| Konu: | Çanakkale Milletvekili Bülent Turan'ın yaptığı açıklamasındaki bazı ifadelerine ilişkin açıklaması |
| Yasama Yılı: | 2 |
| Birleşim: | 51 |
| Tarih: | 12.02.2019 |
FATMA KURTULAN (Mersin) - Teşekkürler Sayın Başkan.
Burada üç aydır bir sorunu dile getirmeye çalışıyoruz ama genel olarak mantık, zihniyet böyle. Siz de üç yıl boyunca gidip görüştüğünüz, İmralı'da görüşmeler yaptığınız, çözüm süreci adını verdiğiniz, büyük mesailer açığa çıkardığınız, terörist demediğiniz, bu ülkenin barışına katkısı olacağını düşündüğünüz bir insanla görüştünüz. Leyla Güven Milletvekilimiz, bu insanın üç yıldır avukatları da dâhil ailesiyle görüşememesinin hukuki bir zemini olmadığını, tam tersi Anayasa'nın, yasanın, hukukun ihlali olduğunu söylüyor ve bunun ülkemizin barışına hizmet etmediğini bir savaşa hizmet ettiğini -o süreçle birlikte şu an Türkiye'de ağır bir tecridin- aslında yaşamın her alanında Türkiye'nin bir baskılamaya maruz kaldığını söylüyor. Bunu çarpıtmanın gereği yok. Şu an doksan yedi gündür Leyla'nın sesine ses vermek, mutlaka bu Meclisin temel görevi olmak durumundadır.
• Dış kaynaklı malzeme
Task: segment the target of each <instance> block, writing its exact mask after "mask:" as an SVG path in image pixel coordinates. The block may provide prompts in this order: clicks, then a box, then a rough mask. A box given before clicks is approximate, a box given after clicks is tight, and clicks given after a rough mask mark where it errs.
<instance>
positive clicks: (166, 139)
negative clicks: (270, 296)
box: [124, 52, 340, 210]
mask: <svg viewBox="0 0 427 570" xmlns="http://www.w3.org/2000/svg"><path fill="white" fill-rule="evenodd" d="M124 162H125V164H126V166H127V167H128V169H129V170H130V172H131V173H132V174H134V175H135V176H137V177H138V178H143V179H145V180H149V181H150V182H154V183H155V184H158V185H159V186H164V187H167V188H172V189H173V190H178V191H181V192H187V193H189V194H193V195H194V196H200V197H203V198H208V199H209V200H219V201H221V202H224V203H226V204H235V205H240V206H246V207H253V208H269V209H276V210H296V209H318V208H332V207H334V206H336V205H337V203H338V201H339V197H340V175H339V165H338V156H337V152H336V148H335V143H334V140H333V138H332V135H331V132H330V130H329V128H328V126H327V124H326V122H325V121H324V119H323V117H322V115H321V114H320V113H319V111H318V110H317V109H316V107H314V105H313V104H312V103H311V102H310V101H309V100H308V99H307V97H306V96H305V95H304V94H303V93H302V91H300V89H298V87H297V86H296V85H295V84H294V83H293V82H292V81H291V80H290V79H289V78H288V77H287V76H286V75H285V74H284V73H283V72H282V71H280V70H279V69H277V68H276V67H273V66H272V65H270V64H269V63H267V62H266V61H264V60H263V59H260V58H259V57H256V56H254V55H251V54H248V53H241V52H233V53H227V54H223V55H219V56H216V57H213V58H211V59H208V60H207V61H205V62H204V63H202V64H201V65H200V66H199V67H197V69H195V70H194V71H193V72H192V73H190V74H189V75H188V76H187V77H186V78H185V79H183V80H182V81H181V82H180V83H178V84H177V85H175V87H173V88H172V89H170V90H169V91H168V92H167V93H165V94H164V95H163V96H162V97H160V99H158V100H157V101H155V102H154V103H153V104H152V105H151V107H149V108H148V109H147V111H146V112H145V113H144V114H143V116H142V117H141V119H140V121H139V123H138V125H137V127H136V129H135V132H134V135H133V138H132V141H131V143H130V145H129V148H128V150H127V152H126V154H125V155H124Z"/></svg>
Sayın Bülent Turan'a şunu söylemek isterim: Arkadaşlar, Süleyman Soylu'nun savunulacak hiçbir yanı yok. Bu üslubu nasıl savunabilirsiniz? Bu, bir mahalle, bir sokak kabadayısı üslubuyla... Ben bunu bir bakana ağır bir itham ya da bir şey olarak söylemiyorum. Bakan eğer bunu kendisine yakıştırıyorsa biz de bu kürsüde bunu söylemek zorundayız. Daha önceki pratikleri de ortadadır. Doğubeyazıt'ta yaşanan bir cinayetle ilgili Genel Başkanımızı arıyor, çok ağır ithamlarda bulunarak "Artık siz bittiniz." diyor.
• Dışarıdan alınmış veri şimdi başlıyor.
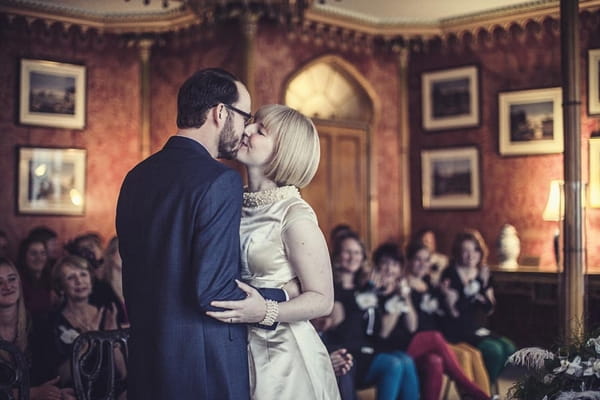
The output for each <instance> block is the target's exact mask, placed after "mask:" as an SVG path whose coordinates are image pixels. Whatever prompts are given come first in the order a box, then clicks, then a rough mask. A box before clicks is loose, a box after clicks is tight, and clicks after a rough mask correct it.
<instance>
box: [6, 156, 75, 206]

(Mikrofon otomatik cihaz tarafından kapatıldı)
FATMA KURTULAN (Mersin) - Bitireyim Sayın Başkan.
BAŞKAN - Buyurun.
FATMA KURTULAN (Mersin) - Bir İçişleri Bakanı "Siz artık bittiniz." derken biz bundan ne anlamalıyız arkadaşlar? Bunu kabul ediyor musunuz, ettiniz mi? Vicdanınıza sığdı mı bu? Bunu yerleştirdiniz mi vicdanınızın bir yerine? Bunu gerçekten savunuyor olmanızı hiç anlayamıyoruz.
Süleyman Soylu da -sabah başlarken söylediğim gibi- anayasal bir dayanağı varsa, yasağın dayanağı varsa onu temellendirir. Bir İçişleri Bakanı, yürüten adam değildir, demez, bunu dememeli. Bunu başta bizden önce sizin eleştirmeniz, "Artık haddini bil be adam." demeniz lazımken, "Sokak kabadayısı mısın?" demeniz lazımken bunu söylemeyi bize bırakıyorsunuz, siz hâlâ onu savunuyorsunuz. Gerçekten, size ne diyeyim, artık vicdanlara bırakıyorum.